Man betont nur, was nicht selbstverständlich ist. Daher die folgende Meldung: Israels Kultur- und Sportministerin Limor Livnat schließt eine Bestrafung von Orchestern aus, die Kompositionen von Richard Wagner aufführen oder in Bayreuth auftreten.

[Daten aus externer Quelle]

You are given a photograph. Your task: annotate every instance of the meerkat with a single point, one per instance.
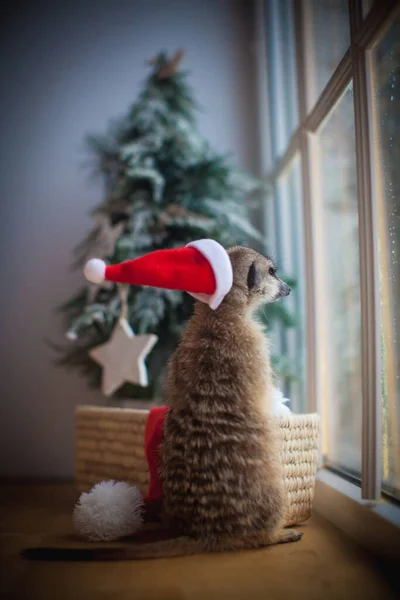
(220, 460)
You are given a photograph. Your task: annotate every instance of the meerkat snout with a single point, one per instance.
(255, 279)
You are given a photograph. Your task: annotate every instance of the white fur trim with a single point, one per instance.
(111, 510)
(95, 270)
(279, 403)
(218, 258)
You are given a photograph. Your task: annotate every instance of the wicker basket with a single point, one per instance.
(110, 445)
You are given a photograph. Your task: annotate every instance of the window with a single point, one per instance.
(338, 244)
(333, 221)
(384, 67)
(327, 31)
(282, 74)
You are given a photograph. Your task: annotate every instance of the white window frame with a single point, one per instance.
(363, 35)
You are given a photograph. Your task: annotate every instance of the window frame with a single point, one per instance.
(364, 33)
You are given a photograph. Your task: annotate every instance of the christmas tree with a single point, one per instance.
(164, 187)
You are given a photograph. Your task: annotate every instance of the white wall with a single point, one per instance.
(68, 69)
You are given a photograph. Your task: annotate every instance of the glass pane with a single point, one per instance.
(327, 31)
(290, 259)
(339, 303)
(282, 87)
(385, 79)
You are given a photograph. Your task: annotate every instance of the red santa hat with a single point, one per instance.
(201, 268)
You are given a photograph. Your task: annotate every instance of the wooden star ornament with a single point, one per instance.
(122, 357)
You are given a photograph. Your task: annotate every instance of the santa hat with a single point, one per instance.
(201, 268)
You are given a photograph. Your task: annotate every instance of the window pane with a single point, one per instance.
(282, 87)
(327, 31)
(289, 255)
(385, 77)
(340, 362)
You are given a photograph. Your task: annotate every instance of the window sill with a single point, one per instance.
(374, 525)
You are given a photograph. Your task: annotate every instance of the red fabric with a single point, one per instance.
(152, 439)
(184, 269)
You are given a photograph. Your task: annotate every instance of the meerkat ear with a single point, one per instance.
(253, 276)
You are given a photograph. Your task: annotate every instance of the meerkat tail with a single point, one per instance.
(182, 546)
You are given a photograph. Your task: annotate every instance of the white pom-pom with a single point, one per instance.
(95, 270)
(71, 335)
(279, 401)
(111, 510)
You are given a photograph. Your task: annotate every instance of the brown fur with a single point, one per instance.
(221, 470)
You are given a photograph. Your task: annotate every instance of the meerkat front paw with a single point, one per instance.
(289, 535)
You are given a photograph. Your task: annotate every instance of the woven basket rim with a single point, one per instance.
(289, 418)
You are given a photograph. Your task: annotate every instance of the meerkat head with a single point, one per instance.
(255, 280)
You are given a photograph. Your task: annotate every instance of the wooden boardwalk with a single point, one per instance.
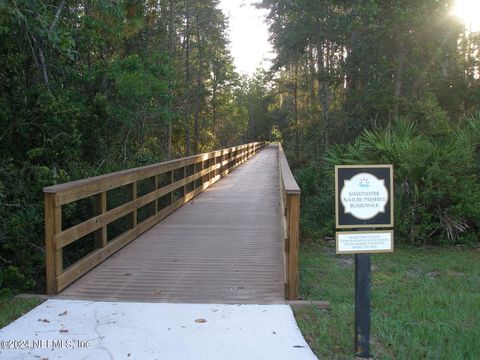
(224, 246)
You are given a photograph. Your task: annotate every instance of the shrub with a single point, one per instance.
(437, 187)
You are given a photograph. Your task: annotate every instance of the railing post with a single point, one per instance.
(156, 184)
(132, 195)
(100, 208)
(53, 226)
(293, 236)
(172, 180)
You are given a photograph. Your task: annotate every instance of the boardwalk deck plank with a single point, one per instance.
(224, 246)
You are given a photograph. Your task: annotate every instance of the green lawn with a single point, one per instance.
(13, 308)
(425, 303)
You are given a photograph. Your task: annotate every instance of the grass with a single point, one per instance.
(425, 303)
(13, 308)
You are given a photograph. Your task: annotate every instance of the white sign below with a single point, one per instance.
(364, 242)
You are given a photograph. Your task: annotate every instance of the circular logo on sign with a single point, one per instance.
(364, 196)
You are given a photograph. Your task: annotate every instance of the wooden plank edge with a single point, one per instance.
(320, 304)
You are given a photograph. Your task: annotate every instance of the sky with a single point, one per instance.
(248, 34)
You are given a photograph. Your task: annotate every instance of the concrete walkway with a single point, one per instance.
(77, 329)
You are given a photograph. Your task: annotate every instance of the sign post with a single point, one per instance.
(363, 199)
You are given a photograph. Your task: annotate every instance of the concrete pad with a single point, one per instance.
(73, 329)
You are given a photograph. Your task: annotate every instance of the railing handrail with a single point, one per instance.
(104, 182)
(290, 220)
(204, 173)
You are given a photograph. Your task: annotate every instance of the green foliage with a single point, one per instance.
(424, 302)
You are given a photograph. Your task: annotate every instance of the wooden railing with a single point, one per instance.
(186, 178)
(290, 215)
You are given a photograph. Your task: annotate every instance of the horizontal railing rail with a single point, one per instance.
(187, 177)
(290, 219)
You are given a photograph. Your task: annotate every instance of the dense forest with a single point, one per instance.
(89, 87)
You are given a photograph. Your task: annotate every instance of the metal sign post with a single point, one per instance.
(363, 199)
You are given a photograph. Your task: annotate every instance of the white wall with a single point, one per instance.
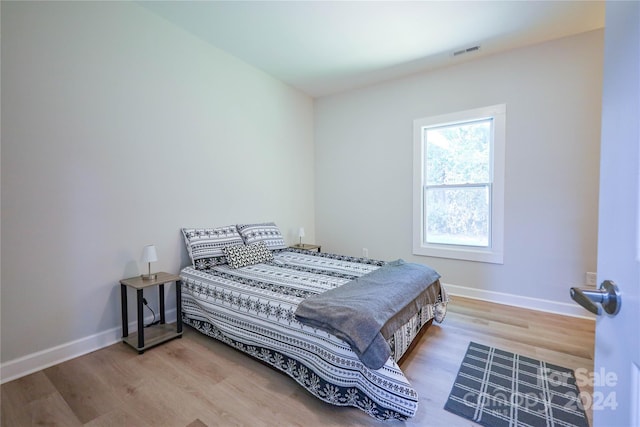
(553, 97)
(118, 129)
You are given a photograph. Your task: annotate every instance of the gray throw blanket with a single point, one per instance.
(356, 311)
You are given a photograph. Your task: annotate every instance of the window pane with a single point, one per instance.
(457, 216)
(458, 154)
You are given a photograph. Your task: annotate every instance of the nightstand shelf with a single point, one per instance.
(155, 334)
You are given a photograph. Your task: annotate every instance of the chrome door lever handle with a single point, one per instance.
(608, 295)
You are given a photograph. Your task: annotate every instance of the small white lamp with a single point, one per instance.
(149, 255)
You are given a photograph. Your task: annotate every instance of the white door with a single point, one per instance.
(616, 399)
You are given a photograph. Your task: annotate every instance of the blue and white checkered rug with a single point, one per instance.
(498, 388)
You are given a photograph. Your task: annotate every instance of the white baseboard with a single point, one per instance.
(31, 363)
(566, 309)
(25, 365)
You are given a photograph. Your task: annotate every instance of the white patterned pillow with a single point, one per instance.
(205, 245)
(267, 232)
(244, 255)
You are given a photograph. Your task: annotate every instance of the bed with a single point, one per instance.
(244, 288)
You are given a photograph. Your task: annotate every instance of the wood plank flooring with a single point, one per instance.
(196, 381)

Man betont nur, was nicht selbstverständlich ist. Daher die folgende Meldung: Israels Kultur- und Sportministerin Limor Livnat schließt eine Bestrafung von Orchestern aus, die Kompositionen von Richard Wagner aufführen oder in Bayreuth auftreten. Die Ministerin hielt jetzt in einer amtlichen Erklärung fest, dass keine Möglichkeit bestehe, Orchestern „wegen der Wahl ihres künstlerischen Repertoires“ die finanzielle Unterstützung zu entziehen. Das freilich ändert nichts daran, dass Livnat äußerst entrüstet ist über die Teilnahme eines israelischen Orchesters an einem Festival, „das den Werken des Nazi-Komponisten gewidmet“ sei.

Nun dürfte man von der ehemaligen Erziehungsministerin eigentlich erwarten, dass sie weiß, dass Richard Wagner lebte und starb, bevor die Nationalsozialisten an die Macht kamen. Doch damit nicht genug: Das Israelische Kammerorchester wird keineswegs an den Bayreuther Festspielen teilnehmen. Vielmehr ist es von der Stadt Bayreuth zu Konzerten am Rande derselben eingeladen worden. Und es wird vor allem Werke israelischer und jüdischer Komponisten aufführen, insbesondere von Felix Mendelssohn-Bartholdy.

Offenbar hatte die dem nationalistischen Flügel der regierenden Likud-Partei angehörende Ministerin vorschnell auf eine Zeitungsente reagiert. Am Vortag nämlich hatte „Yedioth Ahronoth“ berichtet, dass zwei israelische Orchester – neben dem Kammerorchester auch dasjenige aus Rishon Lezion – an den Bayreuther Festspielen teilnehmen und dabei Wagner-Werke aufführen würden. Deshalb hätten wütende Knessetabgeordnete die Streichung aller öffentlichen Zuwendungen verlangt.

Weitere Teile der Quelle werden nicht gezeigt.